Charles Cruikshank purchased the estate in 1761. His daughter, Clementina, married John Ross, a Philadelphia merchant, at Clifton Hall in 1768. Cruikshank was a Loyalist and left the country immediately after the Revolution, but his son-in-law, Ross, was very active in the American cause. In May 1776, John Ross was commissioned by Congress to procure clothes, arms and powder for the use of the army. Ross advanced his own money and was never fully recompensed. He purchased the property in 1782. During his ownership, many of the influential men of the time were entertained here, including Lafayette, Knox, Mifflin and Washington. Several entries in George Washington’s diary attest to this: “June 17, 1787. Went to church. -After wch rid 8 miles into the country and dined with Mr. Ross in Chester County. Retd. to town about dusk.”
Mr. Ross died suddenly in 1800 and most of the land was sold in a number of transactions. In 1811 John Brinton purchased The Grange and remaining acreage but sold it in 1816 to Manuel Eyre, who converted the bathhouse to a schoolroom for use by his eight children. Following Manuel Eyre’s death in 1846 his daughter Harriet and her husband John Ashhurst, remained in residence as tenants. Dennis Kelly, proprietor of three textile mills on Cobbs Creek, which flows through The Grange purchased the property in 1848 for another mill site.
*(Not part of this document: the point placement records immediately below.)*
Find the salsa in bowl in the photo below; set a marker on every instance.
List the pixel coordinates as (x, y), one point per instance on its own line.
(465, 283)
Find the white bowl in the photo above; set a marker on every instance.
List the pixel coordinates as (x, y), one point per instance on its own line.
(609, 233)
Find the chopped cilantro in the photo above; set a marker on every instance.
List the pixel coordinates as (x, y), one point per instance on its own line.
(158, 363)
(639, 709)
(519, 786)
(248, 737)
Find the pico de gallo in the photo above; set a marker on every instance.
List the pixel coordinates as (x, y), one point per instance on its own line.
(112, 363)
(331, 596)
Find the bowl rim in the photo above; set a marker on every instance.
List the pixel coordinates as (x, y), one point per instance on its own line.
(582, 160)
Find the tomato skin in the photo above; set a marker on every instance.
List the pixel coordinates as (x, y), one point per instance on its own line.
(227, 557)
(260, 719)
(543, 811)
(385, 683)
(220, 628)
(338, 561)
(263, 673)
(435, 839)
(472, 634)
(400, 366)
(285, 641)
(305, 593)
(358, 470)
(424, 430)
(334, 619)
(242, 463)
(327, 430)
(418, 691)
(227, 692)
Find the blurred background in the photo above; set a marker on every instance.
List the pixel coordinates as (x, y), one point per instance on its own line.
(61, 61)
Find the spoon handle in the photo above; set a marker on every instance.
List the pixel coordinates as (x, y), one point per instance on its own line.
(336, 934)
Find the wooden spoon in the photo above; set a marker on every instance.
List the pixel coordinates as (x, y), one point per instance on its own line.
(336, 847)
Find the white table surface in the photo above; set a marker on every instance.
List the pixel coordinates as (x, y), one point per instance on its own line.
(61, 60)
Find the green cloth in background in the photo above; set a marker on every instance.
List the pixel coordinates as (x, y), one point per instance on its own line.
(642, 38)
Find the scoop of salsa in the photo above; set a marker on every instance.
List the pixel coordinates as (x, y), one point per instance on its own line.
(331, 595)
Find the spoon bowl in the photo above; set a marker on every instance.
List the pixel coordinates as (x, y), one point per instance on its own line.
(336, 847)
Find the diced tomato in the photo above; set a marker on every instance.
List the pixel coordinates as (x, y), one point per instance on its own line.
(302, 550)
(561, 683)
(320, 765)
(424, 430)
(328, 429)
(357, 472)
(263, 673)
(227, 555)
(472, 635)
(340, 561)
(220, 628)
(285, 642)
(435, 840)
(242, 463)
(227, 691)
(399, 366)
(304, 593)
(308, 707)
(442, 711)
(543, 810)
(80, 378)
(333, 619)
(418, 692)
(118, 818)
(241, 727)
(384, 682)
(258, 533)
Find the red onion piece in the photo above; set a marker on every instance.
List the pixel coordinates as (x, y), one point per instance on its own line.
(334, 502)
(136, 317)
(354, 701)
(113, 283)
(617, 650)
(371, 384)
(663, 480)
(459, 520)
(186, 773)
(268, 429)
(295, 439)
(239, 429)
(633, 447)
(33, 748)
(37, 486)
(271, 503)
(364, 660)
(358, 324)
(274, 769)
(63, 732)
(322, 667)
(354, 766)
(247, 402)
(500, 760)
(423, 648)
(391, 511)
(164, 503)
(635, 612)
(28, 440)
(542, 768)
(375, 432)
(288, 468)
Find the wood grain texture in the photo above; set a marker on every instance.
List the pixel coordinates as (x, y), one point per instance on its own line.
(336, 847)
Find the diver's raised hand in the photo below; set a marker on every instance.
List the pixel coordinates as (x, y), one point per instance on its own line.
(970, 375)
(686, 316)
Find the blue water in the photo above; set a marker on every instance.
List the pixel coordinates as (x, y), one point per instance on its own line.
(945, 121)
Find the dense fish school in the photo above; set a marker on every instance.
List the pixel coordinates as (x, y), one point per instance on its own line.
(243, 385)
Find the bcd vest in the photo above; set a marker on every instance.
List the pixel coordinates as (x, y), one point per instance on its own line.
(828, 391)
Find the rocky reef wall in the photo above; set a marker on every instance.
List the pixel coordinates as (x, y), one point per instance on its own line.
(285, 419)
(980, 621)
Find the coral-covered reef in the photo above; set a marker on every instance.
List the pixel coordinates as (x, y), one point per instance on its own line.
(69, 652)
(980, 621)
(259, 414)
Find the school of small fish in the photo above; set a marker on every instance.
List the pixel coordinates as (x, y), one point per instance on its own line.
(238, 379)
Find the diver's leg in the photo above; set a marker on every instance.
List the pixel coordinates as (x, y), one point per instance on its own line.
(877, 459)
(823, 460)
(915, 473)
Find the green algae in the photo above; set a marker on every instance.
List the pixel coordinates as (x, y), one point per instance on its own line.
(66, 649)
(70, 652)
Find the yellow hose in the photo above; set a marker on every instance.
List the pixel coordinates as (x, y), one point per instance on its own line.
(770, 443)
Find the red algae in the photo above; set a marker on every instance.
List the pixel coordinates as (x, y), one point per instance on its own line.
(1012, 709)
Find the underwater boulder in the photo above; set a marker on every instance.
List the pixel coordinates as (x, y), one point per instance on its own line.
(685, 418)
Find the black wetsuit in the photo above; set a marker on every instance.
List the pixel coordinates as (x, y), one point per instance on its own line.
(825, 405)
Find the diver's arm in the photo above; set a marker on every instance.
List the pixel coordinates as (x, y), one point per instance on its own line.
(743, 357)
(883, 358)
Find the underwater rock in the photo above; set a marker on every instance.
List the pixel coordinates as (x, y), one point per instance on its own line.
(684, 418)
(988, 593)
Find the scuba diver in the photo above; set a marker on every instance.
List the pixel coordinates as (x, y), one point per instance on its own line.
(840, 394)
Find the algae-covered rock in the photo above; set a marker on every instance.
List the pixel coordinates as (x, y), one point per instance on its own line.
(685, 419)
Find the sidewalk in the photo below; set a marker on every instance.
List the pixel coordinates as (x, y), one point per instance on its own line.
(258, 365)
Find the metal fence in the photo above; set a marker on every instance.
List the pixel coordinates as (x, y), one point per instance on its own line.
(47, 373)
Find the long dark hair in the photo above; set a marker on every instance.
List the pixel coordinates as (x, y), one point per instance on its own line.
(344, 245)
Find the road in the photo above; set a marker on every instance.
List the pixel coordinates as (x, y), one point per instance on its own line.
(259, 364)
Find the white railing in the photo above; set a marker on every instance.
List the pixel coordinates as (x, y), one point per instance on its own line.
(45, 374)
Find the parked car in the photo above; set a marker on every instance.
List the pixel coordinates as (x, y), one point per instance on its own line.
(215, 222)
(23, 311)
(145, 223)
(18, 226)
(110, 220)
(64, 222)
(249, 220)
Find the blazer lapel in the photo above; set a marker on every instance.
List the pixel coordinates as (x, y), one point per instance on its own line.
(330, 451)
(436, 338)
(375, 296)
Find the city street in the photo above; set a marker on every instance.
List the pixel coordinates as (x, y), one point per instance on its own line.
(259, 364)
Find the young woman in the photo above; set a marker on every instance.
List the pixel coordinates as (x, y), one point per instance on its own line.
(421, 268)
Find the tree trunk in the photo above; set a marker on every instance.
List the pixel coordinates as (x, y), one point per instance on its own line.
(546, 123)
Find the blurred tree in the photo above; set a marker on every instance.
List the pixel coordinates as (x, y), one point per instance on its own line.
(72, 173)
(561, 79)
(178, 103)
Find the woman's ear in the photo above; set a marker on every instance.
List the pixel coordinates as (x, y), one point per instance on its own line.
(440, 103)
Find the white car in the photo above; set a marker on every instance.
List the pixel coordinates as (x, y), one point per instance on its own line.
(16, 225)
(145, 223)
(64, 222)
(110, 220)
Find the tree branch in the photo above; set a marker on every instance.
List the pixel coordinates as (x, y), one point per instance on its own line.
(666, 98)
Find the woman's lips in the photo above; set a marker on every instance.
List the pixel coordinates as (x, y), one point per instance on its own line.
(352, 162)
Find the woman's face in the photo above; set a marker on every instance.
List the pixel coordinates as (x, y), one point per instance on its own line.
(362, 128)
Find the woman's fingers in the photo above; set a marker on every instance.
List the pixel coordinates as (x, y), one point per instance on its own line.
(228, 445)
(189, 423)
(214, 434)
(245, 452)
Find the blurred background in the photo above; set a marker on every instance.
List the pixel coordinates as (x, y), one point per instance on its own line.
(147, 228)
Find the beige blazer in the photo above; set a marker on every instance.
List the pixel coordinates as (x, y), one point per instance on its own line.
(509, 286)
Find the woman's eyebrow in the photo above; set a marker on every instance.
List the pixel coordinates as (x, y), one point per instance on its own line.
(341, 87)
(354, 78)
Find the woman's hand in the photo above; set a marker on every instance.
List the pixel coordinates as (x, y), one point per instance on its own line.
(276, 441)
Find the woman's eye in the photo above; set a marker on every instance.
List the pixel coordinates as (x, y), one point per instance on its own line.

The Ashhursts repurchased it in 1850.
During the Ashhursts’ ownership they made architectural changes to the mansion, including the addition of the porte cochere and wing. John Carver drew the plans. Today, we have the English Gothic residence and outbuildings as they were conceived in 1850-1863.
The mansion at The Grange may have been unoccupied from 1911 to 1913 after the death of the Ashhursts’ sons. In 1913, the 86.024 acre estate was purchased by Benjamin R. Hoffman of Philadelphia. Mr. Hoffman married Margaret Clawson in 1922 and shared his wife’s horticultural interests. They added many new specimens to the gardens. Over the years Mr. Hoffman and his wife sold parcels of the estate leaving the current 9.917 acres. Some of these parcels of land became what are now known as Chatham Park and Chatham Village.
In 1974 Haverford Township purchased the acreage from Margaret Hoffman’s Estate.